Use as a Python library:

```python
from namecrawler.cli import sha256sum, rename_file
from pathlib import Path

# Get hash of a file
file_path = Path("document.pdf")
file_hash = sha256sum(file_path)
print(f"SHA256: {file_hash}")

# Rename using hash
new_path = rename_file(file_path)
print(f"Renamed to: {new_path}")
```

## Comparison with Other Tools

| Tool | Method | Reversible | Privacy | Speed |
|------|--------|------------|---------|-------|
| namecrawler | SHA256 hash | No | High | Fast |
| Manual rename | User input | Yes | ❌ Low | ❌ Slow |
| UUID tools | Random UUID | No | High | Fast |
| Timestamp tools | Current time | No | ❌ Low | Fast |

**Advantages over alternatives:**
- More meaningful than UUIDs (hash reveals if content changed)
- More private than timestamps (no metadata leakage)
- Deterministic (unlike random UUIDs)
- Built-in deduplication (same content = same hash)

## Requirements

- Python 3.8+
- No external dependencies (uses stdlib only)

## Limitations

- **Not reversible**: You cannot recover the original filename from the hash
- **Same content = same name**: Files with identical content get identical names
- **No metadata preservation**: Original filename lost (keep a mapping if needed)

## Advanced Usage

### Keep a rename log

```bash
# Create a simple mapping log
for file in *.pdf; do
  echo "$file -> $(namecrawler "$file")" >> rename_log.txt
done
```

### Undo by using a log

namecrawler doesn't include undo (by design - hashes are one-way), but you can create your own:

```python
import json
from pathlib import Path

# Before renaming, save a log
log = {}
for file in Path('.').glob('*.pdf'):
    from namecrawler.cli import sha256sum
    hash_name = sha256sum(file) + file.suffix
    log[hash_name] = str(file)

with open('rename_map.json', 'w') as f:
    json.dump(log, f, indent=2)

# Later, restore using the log
with open('rename_map.json') as f:
    log = json.load(f)
    for hash_name, original in log.items():
        Path(hash_name).rename(original)
```

## Security Note

SHA256 hashes are **cryptographically secure** but **not secret**. If someone has the original file, they can compute the same hash.
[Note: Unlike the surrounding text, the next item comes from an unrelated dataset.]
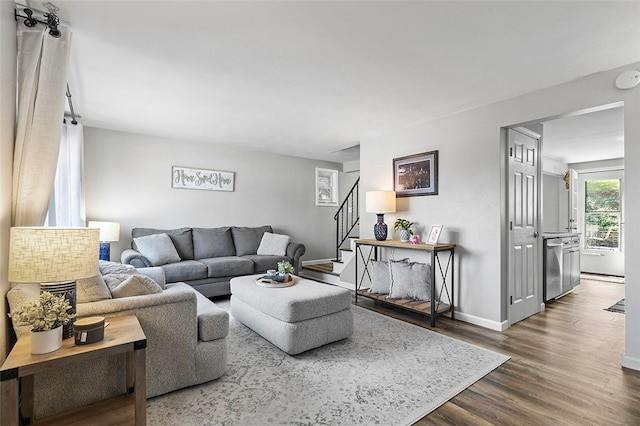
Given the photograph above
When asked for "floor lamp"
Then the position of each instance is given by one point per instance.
(109, 233)
(55, 258)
Use namecrawler for:
- Privacy (hiding original filenames)
- Deduplication (finding identical files)
- Content-addressing (organizing by content)

**Don't use for:**
- Security (anyone with original can verify hash)
- Encryption (filenames are not encrypted)
- Authentication (hashes alone don't prove ownership)

## License

MIT License - see LICENSE file

## Author

**Luke Steuber**

- Website: [lukesteuber.com](https://lukesteuber.com)
- GitHub: [@lukeslp](https://github.com/lukeslp)
- Bluesky: [@lukesteuber.com](https://bsky.app/profile/lukesteuber.com)

---

**Fun fact**: The name "namecrawler" reflects how the tool "crawls" through file content to generate a name, rather than using metadata or user input.